Innovation in Language Learning

Edition 16

Accepted Abstracts

Learning German as a Foreign Language: An Empirical Investigation of Motivation Based on Self-Determination Theory

Konstantinos Chatzidimou, Aristotle University of Thessaloniki (Greece)


The role of motivation in L2 learning is widely acknowledged. Hence, motivation in foreign language learning has become a focus of interest of several researches and various motivation theories have been provided. One of the leading theories within the category of the cognitive approaches in motivation is the self-determination theory (Deci & Ryan, 1985; Dörnyei, 2003; Noels et al., 2003). Starting from this point, the present study explored the motivation of Greek learners of German as a foreign language in the light of self-determination theory. 152 students of the School of German Language and Literature of the Aristotle University of Thessaloniki participated in the questionnaire study. Its research tool was based on previous similar investigations in international settings (Noels et al., 2003). The study explored aspects of intrinsic and extrinsic motivation, as well as amotivation and basic orientations in language learning. Perceived competence and anxiety were also investigated. Exploratory factor analysis of the items of the questionnaire and correlations among the motivational subscales were carried out in order to examine various parameters of self-determination in the Greek context of foreign language learning.

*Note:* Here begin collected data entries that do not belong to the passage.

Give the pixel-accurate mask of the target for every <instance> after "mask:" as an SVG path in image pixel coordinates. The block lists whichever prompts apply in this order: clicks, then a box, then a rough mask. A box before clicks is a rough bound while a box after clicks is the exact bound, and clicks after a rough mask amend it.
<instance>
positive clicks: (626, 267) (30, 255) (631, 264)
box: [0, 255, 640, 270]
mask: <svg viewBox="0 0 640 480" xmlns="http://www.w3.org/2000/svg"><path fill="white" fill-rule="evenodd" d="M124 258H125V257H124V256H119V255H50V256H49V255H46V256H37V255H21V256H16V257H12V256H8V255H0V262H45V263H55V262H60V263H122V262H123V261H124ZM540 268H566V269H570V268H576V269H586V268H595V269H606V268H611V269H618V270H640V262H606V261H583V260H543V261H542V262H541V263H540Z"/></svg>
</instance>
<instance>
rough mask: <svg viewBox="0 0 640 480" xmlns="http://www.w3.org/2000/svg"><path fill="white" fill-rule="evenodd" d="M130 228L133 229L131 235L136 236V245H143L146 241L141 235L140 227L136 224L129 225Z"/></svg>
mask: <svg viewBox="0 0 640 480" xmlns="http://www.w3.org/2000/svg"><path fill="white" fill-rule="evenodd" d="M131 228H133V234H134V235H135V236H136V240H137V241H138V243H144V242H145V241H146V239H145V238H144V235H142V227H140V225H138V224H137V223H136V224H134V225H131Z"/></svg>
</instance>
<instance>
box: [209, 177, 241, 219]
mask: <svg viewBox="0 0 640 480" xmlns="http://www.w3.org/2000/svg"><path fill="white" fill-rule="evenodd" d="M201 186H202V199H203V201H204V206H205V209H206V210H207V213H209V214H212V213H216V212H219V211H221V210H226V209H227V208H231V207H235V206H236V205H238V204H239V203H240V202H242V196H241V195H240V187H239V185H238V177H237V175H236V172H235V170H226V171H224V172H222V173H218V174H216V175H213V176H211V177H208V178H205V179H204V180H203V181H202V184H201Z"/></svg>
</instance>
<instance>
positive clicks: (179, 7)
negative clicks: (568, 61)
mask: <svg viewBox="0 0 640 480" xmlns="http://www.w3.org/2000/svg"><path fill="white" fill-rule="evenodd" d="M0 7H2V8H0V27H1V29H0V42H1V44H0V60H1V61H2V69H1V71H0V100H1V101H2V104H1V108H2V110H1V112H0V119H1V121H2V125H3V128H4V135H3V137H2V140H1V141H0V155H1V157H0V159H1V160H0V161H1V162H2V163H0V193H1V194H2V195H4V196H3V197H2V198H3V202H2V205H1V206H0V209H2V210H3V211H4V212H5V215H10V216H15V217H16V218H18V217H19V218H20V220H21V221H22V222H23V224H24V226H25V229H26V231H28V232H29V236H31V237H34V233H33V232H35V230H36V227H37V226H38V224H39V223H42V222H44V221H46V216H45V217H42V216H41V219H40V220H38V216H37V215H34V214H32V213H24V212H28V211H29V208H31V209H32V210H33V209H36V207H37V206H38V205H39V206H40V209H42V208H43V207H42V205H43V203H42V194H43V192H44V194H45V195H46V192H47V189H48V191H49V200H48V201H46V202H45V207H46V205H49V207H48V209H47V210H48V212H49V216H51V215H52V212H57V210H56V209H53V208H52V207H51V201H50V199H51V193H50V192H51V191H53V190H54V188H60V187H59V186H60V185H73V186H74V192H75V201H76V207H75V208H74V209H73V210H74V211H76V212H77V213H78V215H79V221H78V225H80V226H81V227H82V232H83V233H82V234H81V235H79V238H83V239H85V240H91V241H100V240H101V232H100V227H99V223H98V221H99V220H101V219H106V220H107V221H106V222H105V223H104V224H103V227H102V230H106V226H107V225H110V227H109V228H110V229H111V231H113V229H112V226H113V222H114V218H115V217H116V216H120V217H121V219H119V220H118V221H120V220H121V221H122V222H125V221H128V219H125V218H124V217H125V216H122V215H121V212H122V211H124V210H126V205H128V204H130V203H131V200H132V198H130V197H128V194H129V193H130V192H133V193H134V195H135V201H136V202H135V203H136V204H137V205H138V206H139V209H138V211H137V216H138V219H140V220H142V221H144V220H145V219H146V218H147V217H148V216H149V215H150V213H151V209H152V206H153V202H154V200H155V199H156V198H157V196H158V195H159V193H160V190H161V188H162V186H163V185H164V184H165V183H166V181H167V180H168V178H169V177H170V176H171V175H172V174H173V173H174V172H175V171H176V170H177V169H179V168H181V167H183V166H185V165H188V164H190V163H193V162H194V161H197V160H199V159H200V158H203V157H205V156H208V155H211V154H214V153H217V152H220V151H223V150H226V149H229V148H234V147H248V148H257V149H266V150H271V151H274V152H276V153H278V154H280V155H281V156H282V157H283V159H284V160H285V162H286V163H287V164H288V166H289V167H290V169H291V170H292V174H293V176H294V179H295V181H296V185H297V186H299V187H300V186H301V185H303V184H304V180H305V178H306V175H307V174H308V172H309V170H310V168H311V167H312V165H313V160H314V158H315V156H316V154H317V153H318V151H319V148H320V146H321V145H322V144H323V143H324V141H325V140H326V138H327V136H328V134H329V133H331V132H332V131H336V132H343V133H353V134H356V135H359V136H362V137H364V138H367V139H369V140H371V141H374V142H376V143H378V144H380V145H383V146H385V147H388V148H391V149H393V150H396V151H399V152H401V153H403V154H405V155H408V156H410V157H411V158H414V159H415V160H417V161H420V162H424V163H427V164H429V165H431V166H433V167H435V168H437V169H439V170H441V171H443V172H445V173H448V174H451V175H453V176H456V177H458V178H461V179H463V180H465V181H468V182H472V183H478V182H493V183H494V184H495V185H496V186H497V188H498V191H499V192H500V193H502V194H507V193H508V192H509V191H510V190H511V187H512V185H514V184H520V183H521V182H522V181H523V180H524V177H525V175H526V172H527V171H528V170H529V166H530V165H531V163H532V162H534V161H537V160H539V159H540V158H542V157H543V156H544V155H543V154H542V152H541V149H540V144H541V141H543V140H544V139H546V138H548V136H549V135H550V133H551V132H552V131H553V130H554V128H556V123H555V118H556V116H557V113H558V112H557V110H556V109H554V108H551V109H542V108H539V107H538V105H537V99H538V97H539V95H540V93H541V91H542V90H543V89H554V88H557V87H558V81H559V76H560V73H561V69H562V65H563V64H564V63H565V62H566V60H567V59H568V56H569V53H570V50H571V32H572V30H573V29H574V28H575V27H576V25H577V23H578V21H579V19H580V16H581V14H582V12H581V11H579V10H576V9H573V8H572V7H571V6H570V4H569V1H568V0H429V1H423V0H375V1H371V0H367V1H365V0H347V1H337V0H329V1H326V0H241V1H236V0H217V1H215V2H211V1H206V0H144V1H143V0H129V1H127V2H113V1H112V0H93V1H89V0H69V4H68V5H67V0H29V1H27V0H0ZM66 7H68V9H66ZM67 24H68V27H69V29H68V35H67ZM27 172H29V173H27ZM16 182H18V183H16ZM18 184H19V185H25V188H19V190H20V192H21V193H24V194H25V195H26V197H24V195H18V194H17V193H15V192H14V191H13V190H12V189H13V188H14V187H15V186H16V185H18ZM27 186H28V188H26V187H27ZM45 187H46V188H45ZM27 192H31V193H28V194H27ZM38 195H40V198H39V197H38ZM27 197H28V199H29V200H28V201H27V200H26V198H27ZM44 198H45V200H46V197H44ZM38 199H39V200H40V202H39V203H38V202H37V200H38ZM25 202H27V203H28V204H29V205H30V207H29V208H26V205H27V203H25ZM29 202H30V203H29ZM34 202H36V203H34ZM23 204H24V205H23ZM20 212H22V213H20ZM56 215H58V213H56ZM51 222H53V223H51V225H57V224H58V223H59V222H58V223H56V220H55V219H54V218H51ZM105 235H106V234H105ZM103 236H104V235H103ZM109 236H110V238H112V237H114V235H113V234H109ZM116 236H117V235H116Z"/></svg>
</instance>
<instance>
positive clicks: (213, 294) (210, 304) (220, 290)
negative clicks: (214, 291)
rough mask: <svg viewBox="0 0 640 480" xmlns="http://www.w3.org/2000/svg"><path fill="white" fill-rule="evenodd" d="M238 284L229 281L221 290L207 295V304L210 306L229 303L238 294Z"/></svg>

Keywords: Foreign Language Learning; Motivation; Self-Determination Theory; German as a Foreign Language.

[1] Deci, E.L., & Ryan, R.M. (1985). Intrinsic motivation and self-determination in human behaviour. New York: Plenum.
[2] Dörnyei, Z. (2003). Attitudes, Orientations, and Motivations in Language Learning: Advances in Theory, Research, and Applications. Language Learning, 53(1), 3-32.
[3] Noels, K.A., Pelletier, L.G., Clément, R., & Vallerand, R.J. (2003). Why Are You Learning a Second Language? Motivational Orientations and Self-Determination Theory. Language Learning, 53(1), 33-64.